Wisconsin's rules requiring navigators for the Affordable Care Act -- a.k.a. Obamacare -- to be licensed and trained could be in jeopardy after a U.S. judge temporarily blocked similar rules in Missouri last week.
That's good news to Robert Kraig, executive director of Citizen Action of Wisconsin, who says Gov. Scott Walker's rules were simply geared to throw a wrench in the health-care law.
"They're trying to frustrate the law to make it harder for people to use the exchanges to get insurance," Kraig says.
Obamacare created online portals for people to buy insurance and provided funding for navigators to direct people through the system. Conservatives have charged that people in these positions are ill-trained, that some have criminal records and that others have encouraged consumers to commit fraud.
States that have resisted the new law -- including Wisconsin and Missouri -- passed rules regulating the navigators.
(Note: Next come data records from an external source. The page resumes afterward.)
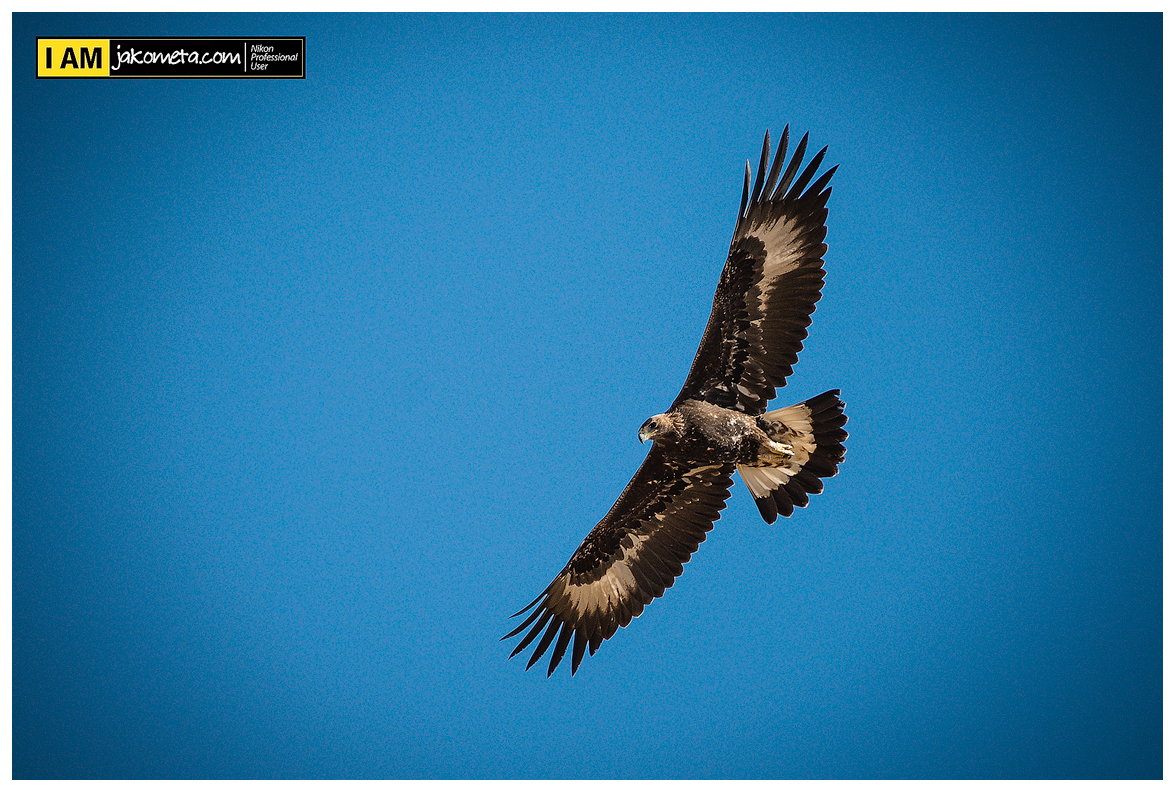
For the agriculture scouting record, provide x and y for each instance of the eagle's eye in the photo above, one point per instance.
(653, 427)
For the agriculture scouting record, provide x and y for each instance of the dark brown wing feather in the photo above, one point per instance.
(768, 288)
(632, 557)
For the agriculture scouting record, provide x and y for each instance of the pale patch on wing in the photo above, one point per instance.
(617, 582)
(782, 244)
(612, 588)
(794, 426)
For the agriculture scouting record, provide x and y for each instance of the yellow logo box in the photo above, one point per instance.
(73, 58)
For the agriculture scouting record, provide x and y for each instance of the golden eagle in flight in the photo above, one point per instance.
(716, 425)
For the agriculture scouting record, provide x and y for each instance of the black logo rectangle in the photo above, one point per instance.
(173, 58)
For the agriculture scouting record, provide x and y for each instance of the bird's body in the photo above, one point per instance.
(716, 425)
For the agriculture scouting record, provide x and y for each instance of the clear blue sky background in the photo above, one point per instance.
(315, 381)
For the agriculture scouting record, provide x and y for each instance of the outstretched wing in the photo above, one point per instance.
(768, 288)
(632, 557)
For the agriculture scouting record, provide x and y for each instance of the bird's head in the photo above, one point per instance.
(655, 426)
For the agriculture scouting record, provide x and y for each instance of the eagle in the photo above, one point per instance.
(717, 425)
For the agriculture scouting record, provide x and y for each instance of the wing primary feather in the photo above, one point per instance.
(763, 167)
(561, 647)
(776, 164)
(527, 607)
(578, 650)
(793, 167)
(819, 185)
(534, 632)
(747, 186)
(803, 179)
(526, 622)
(552, 630)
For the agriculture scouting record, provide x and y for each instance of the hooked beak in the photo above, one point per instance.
(647, 432)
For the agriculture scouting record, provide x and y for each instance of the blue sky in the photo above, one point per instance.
(316, 381)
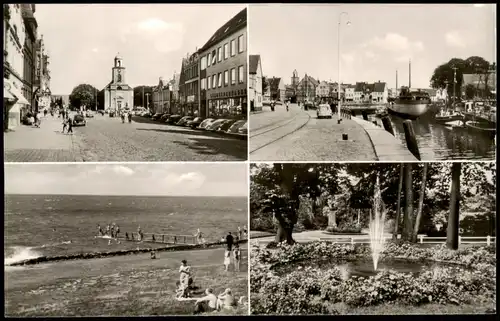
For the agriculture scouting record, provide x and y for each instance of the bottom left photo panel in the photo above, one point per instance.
(126, 239)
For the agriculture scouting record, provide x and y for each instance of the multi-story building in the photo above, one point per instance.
(173, 86)
(15, 102)
(306, 88)
(189, 90)
(29, 51)
(161, 97)
(223, 70)
(255, 83)
(323, 90)
(277, 87)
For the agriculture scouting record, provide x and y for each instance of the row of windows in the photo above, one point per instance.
(222, 53)
(228, 77)
(191, 72)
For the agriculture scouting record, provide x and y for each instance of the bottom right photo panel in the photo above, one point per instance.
(373, 238)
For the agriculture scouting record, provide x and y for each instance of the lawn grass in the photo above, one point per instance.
(132, 285)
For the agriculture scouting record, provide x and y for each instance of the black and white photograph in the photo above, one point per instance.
(373, 238)
(125, 82)
(126, 239)
(372, 82)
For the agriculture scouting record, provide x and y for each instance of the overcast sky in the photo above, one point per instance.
(380, 39)
(179, 179)
(83, 39)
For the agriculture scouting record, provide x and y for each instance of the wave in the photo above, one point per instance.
(21, 253)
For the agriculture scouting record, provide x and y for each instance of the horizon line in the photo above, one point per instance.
(151, 195)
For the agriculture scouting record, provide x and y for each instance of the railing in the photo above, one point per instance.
(161, 238)
(422, 239)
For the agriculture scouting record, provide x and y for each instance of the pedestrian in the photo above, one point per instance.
(65, 124)
(229, 241)
(70, 126)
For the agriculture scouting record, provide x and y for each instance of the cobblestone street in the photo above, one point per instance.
(108, 139)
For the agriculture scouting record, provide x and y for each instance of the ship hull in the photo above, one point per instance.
(408, 110)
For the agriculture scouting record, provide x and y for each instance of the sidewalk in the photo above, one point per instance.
(44, 144)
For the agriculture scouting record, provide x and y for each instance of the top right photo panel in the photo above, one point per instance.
(372, 82)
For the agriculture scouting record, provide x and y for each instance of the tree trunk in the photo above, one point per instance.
(420, 205)
(407, 219)
(454, 217)
(398, 207)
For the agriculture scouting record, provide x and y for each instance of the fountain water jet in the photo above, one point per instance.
(377, 223)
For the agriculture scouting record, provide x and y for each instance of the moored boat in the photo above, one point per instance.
(481, 128)
(410, 104)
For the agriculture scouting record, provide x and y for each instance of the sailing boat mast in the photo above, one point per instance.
(409, 76)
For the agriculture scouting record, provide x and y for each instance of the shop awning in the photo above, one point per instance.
(10, 92)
Wisconsin's rules call for navigators to get background checks, go through 16 hours of training and take a test, says JP Wieske, spokesman for the state's Office of the Commissioner of Insurance. He says about 700 people went through the training and 500 took the test.
Wieske defends Wisconsin's rules and says they are designed to protect consumers. "We certainly did right by our consumers," he says. "I don't think we impeded people from using the exchanges."
Last Thursday, U.S. District Judge Ortrie Smith granted a preliminary injunction against Missouri's requirements to license navigators. Smith wrote: "Having made the choice to leave the operation of the exchange to the federal government, Missouri cannot choose to impose additional requirements or limitations on the exchange."
Kraig says the ruling doesn't bode well for Wisconsin's requirements. "The ruling is very broad. It says this is a federal law and the state is preempted by federal law from adding other requirements. It would be like the state adding additional requirements to getting Social Security or Medicare."
Wieske says Smith has only issued a temporary injunction and hasn't made a final ruling in the Missouri case yet. And for now, Wisconsin's rules remain in effect, he says. "Our intent is to move forward."